Evan worked his controls, half rising, half stumbling into a side street, taking out the overhead traffic signals with a swinging arm. He regained his bearings quickly.

“Backing away north, nor-east.” Away from his infantry reinforcements. “Elemental company, move zero-nine-zero for new rendezvous point.” The move would tie them together only a half kilometer shy of the staging Fulcrum heavy hovertanks. Evan couldn’t call on them for additional support, but he trusted the computer’s AI to make some decisions on its own.

Which it did in the next few seconds as the Shen Yi put its weight to use, driving through a nearby apartment building rather than take the longer way around. Joined by a squad of Hauberk infantry and more fearsome Fa Shih, the BattleMech led the drive forward. The Schmitt and remaining Demon stuck to the street, chasing around the corner the same way Evan had come.

Evan reacted without thought, recognizing the danger in an instant. Close quarters with the Shen Yi and the Schmitt, pressed up against a row of high-rise apartments, it was a no-win situation. He stomped down on his steering pedals, lighting off his remaining jump jets and leaping into the air, right out of the Shen Yi’s line of fire.

Too late for the apartments, though. The programmed Capellan reached out with lasers and missiles again, gouging deep into the building. Evan twisted the Thunderbolt about in midair, feathered his jets early and soft-landed it atop the high-rise.

Like an archer looking down from a parapet, he had a commanding view and clear firing lanes. He put a Gauss slug into the Shen Yi’s shoulder and peppered its head and chest with missiles, staggering the mighty machine. Then, before anyone could track him, he stepped backward off the building. Firing three short bursts from his jets, Evan landed in a ready crouch on the next street over.

“On the run,” Evan said for the sergeant’s benefit, delaying and distracting as he tried to put his plan into effect.

Throttling into a forward run, Evan pounded down one street, over again, and then raced forward as he brought his Thunderbolt in among the armored infantry. They moved as one unit then, the Elementals scurrying around him like soldier ants. Turning back to the west, they paraded into a large intersection, gaining it just as the Shen Yi came up another block west with the Demon and Hauberk, and the slower Schmitt one long block south protected by Fa Shih.

And only two blocks short of the militia Fulcrums.
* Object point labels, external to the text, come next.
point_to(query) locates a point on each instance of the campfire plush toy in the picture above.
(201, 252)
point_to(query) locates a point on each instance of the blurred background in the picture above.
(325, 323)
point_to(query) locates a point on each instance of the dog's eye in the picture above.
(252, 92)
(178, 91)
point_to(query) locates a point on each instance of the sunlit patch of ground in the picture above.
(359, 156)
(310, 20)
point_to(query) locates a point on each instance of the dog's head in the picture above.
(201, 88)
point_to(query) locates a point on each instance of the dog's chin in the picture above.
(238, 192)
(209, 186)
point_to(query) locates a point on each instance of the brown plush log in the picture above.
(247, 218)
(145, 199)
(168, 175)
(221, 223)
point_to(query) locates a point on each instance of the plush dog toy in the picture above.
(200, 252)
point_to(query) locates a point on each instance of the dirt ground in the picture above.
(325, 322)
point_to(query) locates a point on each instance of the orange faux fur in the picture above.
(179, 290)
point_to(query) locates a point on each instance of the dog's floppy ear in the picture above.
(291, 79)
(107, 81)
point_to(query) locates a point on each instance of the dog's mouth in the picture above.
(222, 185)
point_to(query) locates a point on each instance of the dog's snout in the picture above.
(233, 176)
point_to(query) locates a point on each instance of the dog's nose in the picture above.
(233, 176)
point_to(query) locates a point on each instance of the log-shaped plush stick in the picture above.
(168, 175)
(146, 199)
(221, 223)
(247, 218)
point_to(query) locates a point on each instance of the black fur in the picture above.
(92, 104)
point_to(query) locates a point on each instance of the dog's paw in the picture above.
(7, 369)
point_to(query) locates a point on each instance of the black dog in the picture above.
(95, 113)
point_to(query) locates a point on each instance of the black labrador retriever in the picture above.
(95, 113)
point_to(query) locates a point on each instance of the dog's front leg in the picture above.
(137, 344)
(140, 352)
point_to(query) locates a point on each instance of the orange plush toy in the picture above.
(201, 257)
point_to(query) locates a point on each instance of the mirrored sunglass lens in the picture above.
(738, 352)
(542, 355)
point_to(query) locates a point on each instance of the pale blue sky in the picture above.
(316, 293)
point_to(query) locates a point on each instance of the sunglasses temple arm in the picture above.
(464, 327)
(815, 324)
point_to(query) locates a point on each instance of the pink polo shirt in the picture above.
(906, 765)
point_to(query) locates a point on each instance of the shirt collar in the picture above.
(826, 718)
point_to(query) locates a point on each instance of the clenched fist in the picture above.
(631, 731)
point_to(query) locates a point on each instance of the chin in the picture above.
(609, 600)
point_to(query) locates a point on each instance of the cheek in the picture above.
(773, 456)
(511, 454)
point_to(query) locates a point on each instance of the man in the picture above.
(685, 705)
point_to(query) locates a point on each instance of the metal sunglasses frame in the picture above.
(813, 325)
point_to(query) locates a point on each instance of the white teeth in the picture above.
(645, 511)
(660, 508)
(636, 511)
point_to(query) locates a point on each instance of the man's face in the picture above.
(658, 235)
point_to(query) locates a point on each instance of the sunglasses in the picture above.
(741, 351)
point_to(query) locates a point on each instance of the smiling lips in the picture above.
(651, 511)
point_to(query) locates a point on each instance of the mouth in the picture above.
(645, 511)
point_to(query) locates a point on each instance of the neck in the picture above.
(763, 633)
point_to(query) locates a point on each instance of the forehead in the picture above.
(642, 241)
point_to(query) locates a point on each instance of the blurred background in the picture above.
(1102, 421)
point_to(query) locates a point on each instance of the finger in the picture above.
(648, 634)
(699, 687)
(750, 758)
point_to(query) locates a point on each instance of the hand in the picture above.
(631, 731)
“Come on, come on,” he muttered to the computer, levering up light gauss to engage the closer Shen Yi.

His gauss missed again, careening off the angular shoulder armor and leaving behind nothing worse than a bright crease in the dark-painted metal. Missiles rained down on the Confederation machine, blinding it in a wreath of fire and thick, gray smoke. Taking their cue from his targeting, the Elemental infantry leapt forward, swarming toward the sixty-five-ton scrapper, letting loose with backpack missiles and the short-range stabbing lasers that replaced their left hands.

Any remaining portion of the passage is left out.